Objectives: This multi-method, three-year qualitative study addresses the following research questions: (1) How does socio-cultural context shape the information creation, seeking, sharing, and use of health information among LGBTQ+ communities? (2) How can these findings inform medical librarian services to LGBTQ+ communities for health promotion?
Methods: Data collection consists of 30 individual semi-structured interviews with LGBTQ+ community leaders from STATE (completed), 6-8 focus groups with leaders' communities (in progress), and a community forum informed by the World Café methodology between 30-40 leaders and librarians (in progress). Individual and focus group interview participants also engaged in information worlds mapping, a visual arts-based elicitation method. Data for analysis are verbatim transcripts, analytical memos of information worlds maps, community forum notes, and researcher field notes and reflexivity journals. Data analysis follows qualitative open coding and constant comparison methods. Line-by-line first-cycle process coding identifies initial codes, which the researchers compare, combine, and refine via subsequent data collection and analysis. Second-cycle axial and theoretical coding informs development of a conceptual model that describes key coding categories and the relationships between them. Peer debriefing and participant member-checking serve as validity checks.
Results: Preliminary interview findings invert deficit models of LGBTQ+ health and information practices. These models position communities as lacking resources and knowledge to improve their social conditions and envision experts as able to “correct” this deficit. Participants challenged these presumptions by identifying social and structural factors, including experts, as hindrances to achieving positive health outcomes, and tactically responding to these constraints. For example, several communities stated that being misgendered at the doctor’s office took a significant toll on their mental health. They responded to this lack of expert competency by developing lists of community-approved medical professionals based on collective information assessment.
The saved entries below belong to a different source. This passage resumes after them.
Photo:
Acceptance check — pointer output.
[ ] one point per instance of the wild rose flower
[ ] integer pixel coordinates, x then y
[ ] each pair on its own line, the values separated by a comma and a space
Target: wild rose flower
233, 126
Conclusions: Inverting the deficit model to view experts rather than LGBTQ+ communities, as lacking has implications for social and structural change. From the position of medical librarianship, this change can occur via a shift from outreach, which focuses on information and resource provision, to engagement, which centers community expertise as the driver for information and resource development. Three specific implications informed by this shift and emergent research findings are establishing partnerships with community health workers, facilitating cultural competency training for medical professionals, and offering harm reduction workshops.